Things I Hate: Bad Children’s Books
By GlindaForget your teen journal, where you scribbled away late at night before bedtime.
Some of the worst writing ever is to be found in children’s books.
I’m not exactly sure how these verses ever got past an editor, but it seems that even the most tortured of rhymes and the most illogical of scenarios are allowable if the only people reading them are kids.
Except, they aren’t, because the adults usually have to read the books aloud first, all in the name of promoting literature.
Take, for example, a book that belonged to the Munchkin, and has survived to be experienced by his sister.
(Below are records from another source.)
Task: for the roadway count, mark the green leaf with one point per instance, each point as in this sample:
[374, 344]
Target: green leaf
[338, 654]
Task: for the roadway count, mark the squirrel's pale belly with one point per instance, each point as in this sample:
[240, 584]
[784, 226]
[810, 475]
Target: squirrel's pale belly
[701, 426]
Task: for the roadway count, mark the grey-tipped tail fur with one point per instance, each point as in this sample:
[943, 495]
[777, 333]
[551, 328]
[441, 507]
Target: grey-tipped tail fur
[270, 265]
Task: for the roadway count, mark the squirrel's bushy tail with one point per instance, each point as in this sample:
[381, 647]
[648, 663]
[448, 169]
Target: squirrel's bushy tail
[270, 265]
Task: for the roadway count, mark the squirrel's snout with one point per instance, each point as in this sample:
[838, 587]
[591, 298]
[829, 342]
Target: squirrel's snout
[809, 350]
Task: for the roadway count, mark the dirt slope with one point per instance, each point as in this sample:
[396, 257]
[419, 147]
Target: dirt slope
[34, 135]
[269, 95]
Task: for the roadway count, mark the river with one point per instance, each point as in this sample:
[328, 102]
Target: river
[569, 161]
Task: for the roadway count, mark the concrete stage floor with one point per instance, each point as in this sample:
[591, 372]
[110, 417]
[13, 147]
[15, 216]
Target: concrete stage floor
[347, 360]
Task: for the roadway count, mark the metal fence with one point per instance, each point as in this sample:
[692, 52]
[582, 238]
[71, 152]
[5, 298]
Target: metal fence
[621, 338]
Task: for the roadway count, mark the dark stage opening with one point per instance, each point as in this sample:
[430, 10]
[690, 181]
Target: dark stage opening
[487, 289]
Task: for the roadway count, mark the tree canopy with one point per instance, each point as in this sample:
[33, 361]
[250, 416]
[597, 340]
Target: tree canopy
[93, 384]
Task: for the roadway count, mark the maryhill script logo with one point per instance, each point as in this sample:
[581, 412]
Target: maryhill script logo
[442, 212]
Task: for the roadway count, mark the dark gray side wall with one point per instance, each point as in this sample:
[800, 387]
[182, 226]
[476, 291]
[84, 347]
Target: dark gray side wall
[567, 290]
I abhor reading this book, but because it has such excellent touch-and-feel elements, I grit my teeth and try to make the best of a bad situation.
Here are some of my least favorite sections:
When Violet’s in her jammies and she’s ready for her bed.
She curls under a warm, soft quilt, a pillow for her head.
I ask you, how in the world can it be a pillow for her head if she is under the freaking thing? It bugs me every time.
Come into Violet’s living room and touch her big round chair!
The curtains, blown in the summer’s wind, are smooth like Violet’s hair.
The author really had to stretch to make that one fit the meter. Awkward.
Or how about this one from another book, which is also visually very fascinating, so I had to keep it. But oy, the wording!
“Cluck, cluck, cluck,” says mother hen, “save some food for me.”
“Of course I will,” says Freddie, “If you lay an egg for my tea.”
Oh great, so extortion is now what they’re teaching kids these days, eh? Nice to know.
This book is an always-popular lift-the-flap, but the person who wrote it (the same author as the first mind-numbing book above) must have sat there for weeks trying to reconcile this next verse, and she doesn’t even really succeed.
The desert sand is dry and white.
But elephants? Nowhere in sight!
A cactus shades a brown lizard,
An armadillo, coyotes, little birds.
I cringe every time I have to mangle the word “lizard” to make it even close.
Listen, I know not everyone can be a Theodore Geisel, but can the publishing world be a bit more discriminating? Please?
Think of the children!
November 2nd, 2010 at 6:54 am
“Cluck, cluck, cluck,” says mother hen, “save some food for me.”
“Of course I will,” says Freddie, “If you lay an egg for my tea.”
What I find most disturbing is not the extortion, but the cannibalism.
November 2nd, 2010 at 8:15 am
I know what you mean. If I’m reading a book out loud and the grammar is crap, I’ll change it. I’m sure that writing kids’ books isn’t EASY, but they tend to not be lengthy books, so why can the authors/editors not do a better job with the language?
November 2nd, 2010 at 9:07 am
I volunteer at a head-start type program where I read to 3, 4 and 5 year olds. The newer books are horrible. They always have to Teach A Lesson and it’s usually a stupid, condescending lesson about sharing. (Another issue, but I don’t see why a kid should be forced to share his toys with someone else. We don’t make adults do that – why should kids have to?)
I always look for the older books: Dr Seuss, Where the Wild Things Are, etc. No lessons! Just fear and subversion!
November 8th, 2010 at 3:06 pm
I’ve learned to avoid rhyming books now that my son isn’t a baby anymore. Those Baby Einstein books are the worst.
Two good new books we read recently are “The Bog Baby” and “Gracie and Grandma and the Itsy Bitsy Seed.”
November 8th, 2010 at 10:00 pm
We’ve just discovered “Llama llama red pajama” and “Llama llama mad at mama.” They are a little young for the kindergartener but they are perfect for the toddler.